Conjugate Operators of 1D-harmonic Oscillator

Abstract: Conjugate operator $T$ of 1D-harmonic oscillator $N=1/2 (p^2+q^2-1)$ is defined by an operator satisfying canonical commutation relation $[N,T]=-i$ on some domain but not necessarily dense.
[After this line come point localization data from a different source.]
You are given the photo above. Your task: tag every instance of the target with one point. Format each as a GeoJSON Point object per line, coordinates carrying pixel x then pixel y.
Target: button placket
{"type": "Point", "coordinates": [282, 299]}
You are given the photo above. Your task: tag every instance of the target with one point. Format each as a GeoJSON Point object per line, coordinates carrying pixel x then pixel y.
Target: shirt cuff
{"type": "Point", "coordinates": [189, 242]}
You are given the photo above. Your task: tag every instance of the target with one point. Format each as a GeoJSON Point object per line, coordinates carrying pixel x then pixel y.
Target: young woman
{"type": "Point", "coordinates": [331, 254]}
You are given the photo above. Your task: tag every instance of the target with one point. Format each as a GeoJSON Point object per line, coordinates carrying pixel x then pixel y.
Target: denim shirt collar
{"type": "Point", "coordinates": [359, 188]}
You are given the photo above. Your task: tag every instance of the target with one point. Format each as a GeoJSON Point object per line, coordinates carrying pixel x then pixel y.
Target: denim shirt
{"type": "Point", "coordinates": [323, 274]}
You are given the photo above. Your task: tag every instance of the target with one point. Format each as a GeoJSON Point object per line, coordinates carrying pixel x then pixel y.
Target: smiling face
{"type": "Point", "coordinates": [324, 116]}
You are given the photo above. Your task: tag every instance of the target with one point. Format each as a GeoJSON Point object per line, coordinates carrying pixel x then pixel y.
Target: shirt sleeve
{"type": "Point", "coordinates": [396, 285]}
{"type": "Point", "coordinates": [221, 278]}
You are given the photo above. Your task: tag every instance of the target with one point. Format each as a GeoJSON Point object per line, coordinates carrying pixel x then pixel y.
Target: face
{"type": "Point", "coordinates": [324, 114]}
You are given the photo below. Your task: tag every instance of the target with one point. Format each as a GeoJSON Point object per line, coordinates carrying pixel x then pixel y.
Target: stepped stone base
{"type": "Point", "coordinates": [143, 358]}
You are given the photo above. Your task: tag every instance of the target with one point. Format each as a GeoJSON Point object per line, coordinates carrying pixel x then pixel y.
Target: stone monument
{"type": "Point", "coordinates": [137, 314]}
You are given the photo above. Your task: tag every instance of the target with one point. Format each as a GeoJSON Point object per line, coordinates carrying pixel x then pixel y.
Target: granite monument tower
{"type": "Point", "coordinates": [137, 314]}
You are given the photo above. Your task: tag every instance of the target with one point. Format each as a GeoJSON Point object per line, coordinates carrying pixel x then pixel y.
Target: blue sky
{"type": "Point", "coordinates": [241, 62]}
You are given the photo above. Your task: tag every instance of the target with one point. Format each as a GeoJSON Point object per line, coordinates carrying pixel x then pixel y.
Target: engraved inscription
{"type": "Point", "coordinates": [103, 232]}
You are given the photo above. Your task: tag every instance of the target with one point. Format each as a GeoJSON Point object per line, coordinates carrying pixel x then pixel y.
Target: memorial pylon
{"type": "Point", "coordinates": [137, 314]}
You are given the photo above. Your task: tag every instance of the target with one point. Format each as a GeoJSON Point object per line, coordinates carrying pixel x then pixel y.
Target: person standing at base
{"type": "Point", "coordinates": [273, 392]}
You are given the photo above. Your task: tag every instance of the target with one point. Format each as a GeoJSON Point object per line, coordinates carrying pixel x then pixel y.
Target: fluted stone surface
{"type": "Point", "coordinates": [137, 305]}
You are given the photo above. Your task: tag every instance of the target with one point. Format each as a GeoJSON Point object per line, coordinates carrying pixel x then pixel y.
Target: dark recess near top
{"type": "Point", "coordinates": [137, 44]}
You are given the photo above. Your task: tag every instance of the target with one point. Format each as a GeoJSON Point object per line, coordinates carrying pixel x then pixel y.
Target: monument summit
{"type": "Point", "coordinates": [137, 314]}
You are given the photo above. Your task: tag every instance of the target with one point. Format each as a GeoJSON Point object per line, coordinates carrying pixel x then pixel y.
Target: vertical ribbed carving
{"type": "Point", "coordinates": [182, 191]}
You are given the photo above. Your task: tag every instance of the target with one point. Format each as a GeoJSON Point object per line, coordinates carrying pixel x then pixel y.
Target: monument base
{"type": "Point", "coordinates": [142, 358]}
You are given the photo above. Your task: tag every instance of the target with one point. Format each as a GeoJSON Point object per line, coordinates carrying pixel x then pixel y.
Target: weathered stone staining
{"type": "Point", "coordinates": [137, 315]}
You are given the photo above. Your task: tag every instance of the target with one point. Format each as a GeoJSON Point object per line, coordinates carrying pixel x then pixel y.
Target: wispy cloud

The angle operator $T_A=1/2 (\arctan q^{-1} p+\arctan pq^{-1} )$ and Galapon operator $T_G=i \sum_{n=0}^\infty(\sum_{m\neq n}\frac{(v_m,\cdot) }{n-m}v_n)$ are examples of conjugate operators, where ${v_n}$ denotes the set of normalized eigenvectors of $N$. Let $T$ be a subset of conjugate operators of $N$. A classification of $T$ are given as $T=T_{{0}}\cup T_{D\setminus {0}}\cup T_{\partial D}$, and $T_A\in T_{{0}}$ and $T_G\in T_{\partial D}$ are shown. Here the classification is specified by a pair of parameters $(\omega,m)\in C\times N$. Finally the time evolution $T_{\omega,m}(t)=e^{itN} T_{\omega,m}e^{-itN}$ for $T_{\omega,m}\in T$ is investigated, and show that $T_{\omega,m}(t)$ is periodic.